Can you remember a moment when you felt like it all came together for you, like a highlight of your career?
I think that I'm lucky, because I feel like everything in my life has come together. Every night before I go to sleep, I think about what came together that day or what didn't, and what I'm thankful for, and this may sound crazy, but I go through all these circles of what about my relationships, what about work, what about my family, so I just go through that. So in a way, everything comes together if you just think it through. And I've been doing that for maybe like 20 years. So I think that things come together all the time. Like I said, this is my work. My life is more important.
As a more personal curiosity, you've talked multiple times about how important you thought exercise was? I was wondering if you could talk more about that, because you've mentioned how life-changing it was, and that it was what allowed you to accomplish so much.
Oh my god, that's my center. So I exercise maybe 15 hours a week. I start my day with yoga and I do 1.5 hours at the gym every day. Then I come to work and I work 12 hours a day. Then I go home, and sleep, then start the next day. On the weekends I do 3-4 hours a day.
I go from lifting weights, to spinning, to yoga, to some classes here and there. But if you ever see me running, you better run, because I hate running. I like to start my day with exercise, and I do it for me, and this is what I like to do, and I like starting the day doing what I like to do. I love my work, but this helps me to anchor my day, to anchor myself, to put priority on my life. It's like when in the airplane they tell you to put your own mask on and then help others. I'm doing things for me first, even before anyone is up, because I start the day at 4am. I do yoga, and then I walk the dogs for 20 minutes, and then I go to the gym for an hour and a half. So I'm taking care of myself, and I'm anchoring myself, and it gives me strength, calms me down, and centers me.

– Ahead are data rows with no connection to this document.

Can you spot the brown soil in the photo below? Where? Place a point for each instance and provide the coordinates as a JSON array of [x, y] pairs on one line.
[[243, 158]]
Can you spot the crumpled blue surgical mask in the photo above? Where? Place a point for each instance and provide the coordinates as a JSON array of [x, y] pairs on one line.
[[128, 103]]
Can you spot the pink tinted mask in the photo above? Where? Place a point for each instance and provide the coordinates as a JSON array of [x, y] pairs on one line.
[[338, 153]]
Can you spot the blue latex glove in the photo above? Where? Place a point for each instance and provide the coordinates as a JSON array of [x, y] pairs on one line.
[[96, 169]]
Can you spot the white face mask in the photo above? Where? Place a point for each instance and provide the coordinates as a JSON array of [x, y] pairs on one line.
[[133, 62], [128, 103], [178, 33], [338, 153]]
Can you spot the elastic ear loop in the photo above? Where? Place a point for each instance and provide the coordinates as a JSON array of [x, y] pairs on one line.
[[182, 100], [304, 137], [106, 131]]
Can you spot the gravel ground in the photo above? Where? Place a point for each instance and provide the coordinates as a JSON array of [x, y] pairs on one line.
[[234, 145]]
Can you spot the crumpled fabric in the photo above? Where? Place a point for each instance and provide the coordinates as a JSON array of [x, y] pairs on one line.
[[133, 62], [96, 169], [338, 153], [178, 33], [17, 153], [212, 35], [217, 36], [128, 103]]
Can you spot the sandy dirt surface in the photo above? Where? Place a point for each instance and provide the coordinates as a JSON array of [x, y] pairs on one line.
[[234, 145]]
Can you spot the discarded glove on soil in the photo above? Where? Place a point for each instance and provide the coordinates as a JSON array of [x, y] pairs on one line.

But you know, if you don't want to do exercise and you like to cook, start the morning cooking and doing what really puts you first. If you hear me and you don't know me, you may think I'm self-centered, but I'm not. I love myself and I love everybody else, but you need to take care of yourself first. Like with doing the nails, if you lose yourself in your journey, it's not your journey, it's somebody else's. This is my journey and I'm taking care of myself.